Every Monday and Friday during snow season, more than a dozen planes full of engineers fly in and out of the small town. During the week, they drive literally in circles to make sure the cars we’ll buy in the future can save us in slippery situations – and from potentially deadly mistakes.
After a demonstration of the technology on a deserted ice lake as large as several suburbs, we head south towards the isolated town from which Mohn had to summon help almost 30 years ago.
The town nearest to the crash site is about 180 miles south-west of Arjeplog, but the convoys of slow-moving trucks and snow ploughs double our journey time to six hours on the icy and undulating single-lane roads. The road surface is so slippery that you can barely keep your balance when standing on it to take photos of the countless moose warning signs.
With stability control discreetly keeping us on the straight and narrow, we finally make it to Strömsund. However, covered in ice and snow, the roads and terrain in the north and the south of the town look the same.
Thanks to some divine intervention, we find the tow company that came to Mohn’s rescue all those years ago in this small community of 3500 people. The business has a new owner today, but they know how to find Tommy Bjurstrom, who, as a young lad, went to work with his dad that day in 1989 to retrieve some fancy new Mercedes.

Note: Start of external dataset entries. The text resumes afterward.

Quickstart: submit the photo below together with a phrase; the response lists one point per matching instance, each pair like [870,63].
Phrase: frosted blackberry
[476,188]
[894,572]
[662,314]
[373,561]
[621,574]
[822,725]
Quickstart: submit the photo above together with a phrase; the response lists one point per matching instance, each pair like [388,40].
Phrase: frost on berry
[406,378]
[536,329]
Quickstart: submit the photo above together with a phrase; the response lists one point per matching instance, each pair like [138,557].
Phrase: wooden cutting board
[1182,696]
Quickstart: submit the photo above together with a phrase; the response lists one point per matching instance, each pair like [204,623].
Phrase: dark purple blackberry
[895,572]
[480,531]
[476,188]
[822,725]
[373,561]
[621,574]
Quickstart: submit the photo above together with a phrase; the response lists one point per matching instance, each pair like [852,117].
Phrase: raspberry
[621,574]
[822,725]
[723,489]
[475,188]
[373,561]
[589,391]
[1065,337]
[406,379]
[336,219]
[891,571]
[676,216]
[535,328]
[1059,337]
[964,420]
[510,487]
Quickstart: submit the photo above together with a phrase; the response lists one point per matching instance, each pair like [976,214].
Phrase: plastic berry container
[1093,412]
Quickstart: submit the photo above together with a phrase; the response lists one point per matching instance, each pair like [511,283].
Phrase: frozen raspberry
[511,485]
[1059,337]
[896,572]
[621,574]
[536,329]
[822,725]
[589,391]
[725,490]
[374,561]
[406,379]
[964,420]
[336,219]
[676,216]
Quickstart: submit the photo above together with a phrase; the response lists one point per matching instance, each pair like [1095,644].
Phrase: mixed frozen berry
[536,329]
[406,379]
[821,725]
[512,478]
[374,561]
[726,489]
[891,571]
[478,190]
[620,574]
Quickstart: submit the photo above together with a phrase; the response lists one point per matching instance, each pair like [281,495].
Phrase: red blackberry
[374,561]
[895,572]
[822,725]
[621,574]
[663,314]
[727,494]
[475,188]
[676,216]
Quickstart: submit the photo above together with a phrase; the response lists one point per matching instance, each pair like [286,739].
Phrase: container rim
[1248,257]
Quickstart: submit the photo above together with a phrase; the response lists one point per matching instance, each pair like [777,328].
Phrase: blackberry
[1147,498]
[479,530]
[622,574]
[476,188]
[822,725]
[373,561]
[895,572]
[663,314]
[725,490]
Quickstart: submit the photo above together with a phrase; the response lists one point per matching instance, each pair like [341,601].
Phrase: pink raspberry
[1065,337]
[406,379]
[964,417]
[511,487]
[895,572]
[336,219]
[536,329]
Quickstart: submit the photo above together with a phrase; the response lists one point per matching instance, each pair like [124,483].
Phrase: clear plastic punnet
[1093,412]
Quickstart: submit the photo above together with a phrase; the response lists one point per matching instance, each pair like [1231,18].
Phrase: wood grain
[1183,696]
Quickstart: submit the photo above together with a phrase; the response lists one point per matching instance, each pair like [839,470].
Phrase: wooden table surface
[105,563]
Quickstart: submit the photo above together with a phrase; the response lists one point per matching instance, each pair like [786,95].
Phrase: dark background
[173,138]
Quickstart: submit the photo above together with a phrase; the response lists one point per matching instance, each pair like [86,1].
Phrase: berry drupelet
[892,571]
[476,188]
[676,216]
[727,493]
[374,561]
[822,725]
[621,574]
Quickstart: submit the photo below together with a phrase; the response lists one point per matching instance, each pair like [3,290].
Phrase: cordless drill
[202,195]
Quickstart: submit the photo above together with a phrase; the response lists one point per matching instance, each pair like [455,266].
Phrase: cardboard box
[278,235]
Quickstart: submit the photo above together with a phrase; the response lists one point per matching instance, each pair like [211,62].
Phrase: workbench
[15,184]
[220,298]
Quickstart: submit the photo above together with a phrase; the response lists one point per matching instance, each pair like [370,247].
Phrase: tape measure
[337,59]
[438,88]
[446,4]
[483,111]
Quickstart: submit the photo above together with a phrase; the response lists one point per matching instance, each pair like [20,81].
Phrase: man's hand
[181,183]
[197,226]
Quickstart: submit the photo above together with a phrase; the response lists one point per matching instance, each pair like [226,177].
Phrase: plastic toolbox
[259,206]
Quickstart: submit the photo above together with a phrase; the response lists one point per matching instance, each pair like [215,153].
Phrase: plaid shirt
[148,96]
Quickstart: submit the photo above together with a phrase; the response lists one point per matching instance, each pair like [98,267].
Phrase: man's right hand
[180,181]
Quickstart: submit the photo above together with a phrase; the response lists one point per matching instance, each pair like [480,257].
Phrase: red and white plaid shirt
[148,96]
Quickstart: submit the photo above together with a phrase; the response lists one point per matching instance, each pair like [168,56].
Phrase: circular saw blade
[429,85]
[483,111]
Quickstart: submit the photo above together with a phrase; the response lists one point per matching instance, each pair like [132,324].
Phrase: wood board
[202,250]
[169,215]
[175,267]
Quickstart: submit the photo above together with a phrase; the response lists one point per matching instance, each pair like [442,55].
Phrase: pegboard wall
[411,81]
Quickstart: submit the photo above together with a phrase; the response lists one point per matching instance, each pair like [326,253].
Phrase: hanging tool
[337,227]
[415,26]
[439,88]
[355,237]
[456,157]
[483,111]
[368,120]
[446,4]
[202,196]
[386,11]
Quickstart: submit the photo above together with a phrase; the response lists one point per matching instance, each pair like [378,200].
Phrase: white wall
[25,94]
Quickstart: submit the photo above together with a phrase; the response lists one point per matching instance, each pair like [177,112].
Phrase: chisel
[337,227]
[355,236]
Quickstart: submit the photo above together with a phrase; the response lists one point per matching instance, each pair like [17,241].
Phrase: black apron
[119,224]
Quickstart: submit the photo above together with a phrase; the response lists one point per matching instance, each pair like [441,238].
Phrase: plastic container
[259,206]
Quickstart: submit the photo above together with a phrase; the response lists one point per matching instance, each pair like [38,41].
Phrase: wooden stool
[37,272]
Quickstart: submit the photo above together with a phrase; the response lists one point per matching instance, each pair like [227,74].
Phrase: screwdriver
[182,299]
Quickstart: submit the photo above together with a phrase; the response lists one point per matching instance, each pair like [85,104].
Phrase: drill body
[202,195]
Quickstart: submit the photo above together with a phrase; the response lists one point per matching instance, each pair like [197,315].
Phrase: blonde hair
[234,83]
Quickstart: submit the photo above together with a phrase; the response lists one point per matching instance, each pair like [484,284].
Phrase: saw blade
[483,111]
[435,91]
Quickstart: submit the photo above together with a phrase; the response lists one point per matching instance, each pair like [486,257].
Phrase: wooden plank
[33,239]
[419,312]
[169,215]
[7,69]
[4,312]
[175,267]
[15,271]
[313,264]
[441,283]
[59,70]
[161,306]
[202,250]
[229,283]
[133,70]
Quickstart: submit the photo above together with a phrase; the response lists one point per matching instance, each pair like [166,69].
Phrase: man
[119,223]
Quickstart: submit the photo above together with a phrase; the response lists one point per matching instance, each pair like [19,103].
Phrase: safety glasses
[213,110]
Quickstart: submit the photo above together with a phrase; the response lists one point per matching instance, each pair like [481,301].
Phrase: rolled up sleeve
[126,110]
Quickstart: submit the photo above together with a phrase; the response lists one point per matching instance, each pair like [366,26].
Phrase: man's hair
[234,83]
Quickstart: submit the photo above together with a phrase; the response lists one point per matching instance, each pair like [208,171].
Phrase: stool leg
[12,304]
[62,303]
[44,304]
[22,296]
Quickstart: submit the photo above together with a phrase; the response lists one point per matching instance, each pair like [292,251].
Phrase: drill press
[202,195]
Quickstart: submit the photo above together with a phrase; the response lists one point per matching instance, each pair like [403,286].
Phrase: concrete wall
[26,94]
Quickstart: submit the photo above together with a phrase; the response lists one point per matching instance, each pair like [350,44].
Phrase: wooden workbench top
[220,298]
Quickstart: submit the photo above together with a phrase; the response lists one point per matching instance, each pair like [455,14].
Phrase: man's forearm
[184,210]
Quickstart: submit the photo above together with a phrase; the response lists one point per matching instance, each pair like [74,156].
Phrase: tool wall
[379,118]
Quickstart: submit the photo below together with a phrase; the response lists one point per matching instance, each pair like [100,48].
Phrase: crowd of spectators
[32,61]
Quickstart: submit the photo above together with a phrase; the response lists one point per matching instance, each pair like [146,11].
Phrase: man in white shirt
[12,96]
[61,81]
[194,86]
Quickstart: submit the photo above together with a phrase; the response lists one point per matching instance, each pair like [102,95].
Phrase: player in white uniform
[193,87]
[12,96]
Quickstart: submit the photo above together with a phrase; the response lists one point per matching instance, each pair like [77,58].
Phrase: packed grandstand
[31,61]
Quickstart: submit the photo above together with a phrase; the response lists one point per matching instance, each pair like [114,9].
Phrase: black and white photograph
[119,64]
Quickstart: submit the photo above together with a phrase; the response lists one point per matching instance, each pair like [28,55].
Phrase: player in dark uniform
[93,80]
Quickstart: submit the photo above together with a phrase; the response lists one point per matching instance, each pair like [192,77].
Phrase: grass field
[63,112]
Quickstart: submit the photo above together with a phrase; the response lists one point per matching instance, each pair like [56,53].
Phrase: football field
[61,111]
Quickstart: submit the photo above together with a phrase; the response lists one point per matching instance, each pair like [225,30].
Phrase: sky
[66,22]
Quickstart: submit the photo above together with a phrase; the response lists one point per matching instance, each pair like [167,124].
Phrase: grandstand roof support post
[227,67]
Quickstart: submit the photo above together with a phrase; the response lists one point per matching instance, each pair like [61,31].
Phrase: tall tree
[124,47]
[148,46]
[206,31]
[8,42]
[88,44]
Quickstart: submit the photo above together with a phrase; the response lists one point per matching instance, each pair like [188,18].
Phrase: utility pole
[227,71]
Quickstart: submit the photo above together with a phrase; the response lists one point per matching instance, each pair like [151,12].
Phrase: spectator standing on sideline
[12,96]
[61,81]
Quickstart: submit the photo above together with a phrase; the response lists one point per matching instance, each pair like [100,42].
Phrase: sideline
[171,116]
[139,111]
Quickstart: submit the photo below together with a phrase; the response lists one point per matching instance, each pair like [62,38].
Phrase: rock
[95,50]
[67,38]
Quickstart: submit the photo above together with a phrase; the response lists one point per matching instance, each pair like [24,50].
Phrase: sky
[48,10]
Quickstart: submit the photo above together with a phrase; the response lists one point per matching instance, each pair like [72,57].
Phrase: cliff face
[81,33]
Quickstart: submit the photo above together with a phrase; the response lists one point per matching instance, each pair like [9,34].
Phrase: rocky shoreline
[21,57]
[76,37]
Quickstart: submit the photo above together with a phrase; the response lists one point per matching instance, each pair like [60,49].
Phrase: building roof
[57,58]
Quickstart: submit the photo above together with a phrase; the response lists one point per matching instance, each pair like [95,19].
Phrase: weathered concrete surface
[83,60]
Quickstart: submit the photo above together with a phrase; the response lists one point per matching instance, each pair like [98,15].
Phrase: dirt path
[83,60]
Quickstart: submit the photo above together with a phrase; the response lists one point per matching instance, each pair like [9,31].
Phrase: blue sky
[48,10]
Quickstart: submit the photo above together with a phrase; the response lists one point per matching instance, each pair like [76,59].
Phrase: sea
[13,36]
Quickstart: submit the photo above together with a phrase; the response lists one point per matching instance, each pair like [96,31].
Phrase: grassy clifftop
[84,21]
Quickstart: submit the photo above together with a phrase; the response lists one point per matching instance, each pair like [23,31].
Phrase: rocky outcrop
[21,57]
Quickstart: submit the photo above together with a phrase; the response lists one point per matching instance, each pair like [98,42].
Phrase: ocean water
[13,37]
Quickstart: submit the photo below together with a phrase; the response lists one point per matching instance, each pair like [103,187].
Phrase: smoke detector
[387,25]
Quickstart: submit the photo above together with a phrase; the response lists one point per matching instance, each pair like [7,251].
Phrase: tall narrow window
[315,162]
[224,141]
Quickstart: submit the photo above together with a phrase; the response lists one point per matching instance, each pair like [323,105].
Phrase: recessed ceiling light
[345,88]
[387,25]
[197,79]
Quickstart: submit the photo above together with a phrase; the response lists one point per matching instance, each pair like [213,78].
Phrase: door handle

Despite the language barriers between German, Swedish and English speakers, Bjurstrom eventually figures out why we’re here and what we’re trying to find after we produce the photos of the car from 1989 – and a young Tommy with his father and the tow truck. With that, his eyes light up and he ushers us to follow his lead.
We head about 2.5 miles south of the village to a nondescript stretch of straight road. The pavement has long since been redone and it could be anywhere else in rural Scandinavia.
Bjurstrom stops his car and waves his arm out the window. There is still a large ditch, but the big trees have been cleared from the edge of the road. It’s a reminder that the crash in 1989 could have had dire consequences had Mohn’s car come into the contact with the local habitat.
Trying to stay warm in sub-zero temperatures, the men get out of their cars and hug awkwardly in their bulky snow jackets. Mohn can’t believe that Bjurstrom has found the exact spot.
The tow truck driver can’t believe what the fuss is all about – until we explain to him what that crash led to and how many lives have been saved since.
“In my heart, I was wounded because it was my invention and it was given away,” says Mohn. “But, of course, I now see the best decision was… to make it available to everyone, to spread it out to all cars.”
What Mohn is working on now
Mohn is due to retire later this year after 35 years with Mercedes. His final project is working with his fellow engineers on autonomous car technology that we won’t see for years to come.
Ironically, the autonomous tech being developed today would not be possible without his invention of electronic stability control.
As someone who loves driving, Mohn says he understands why some people may be concerned about control being taken away from the driver.
“The driver should always be in control but, as with [stability control] there will be systems that keep you safe without the driver knowing,” he says. “Without technology, we would not save as many lives as we have already today.”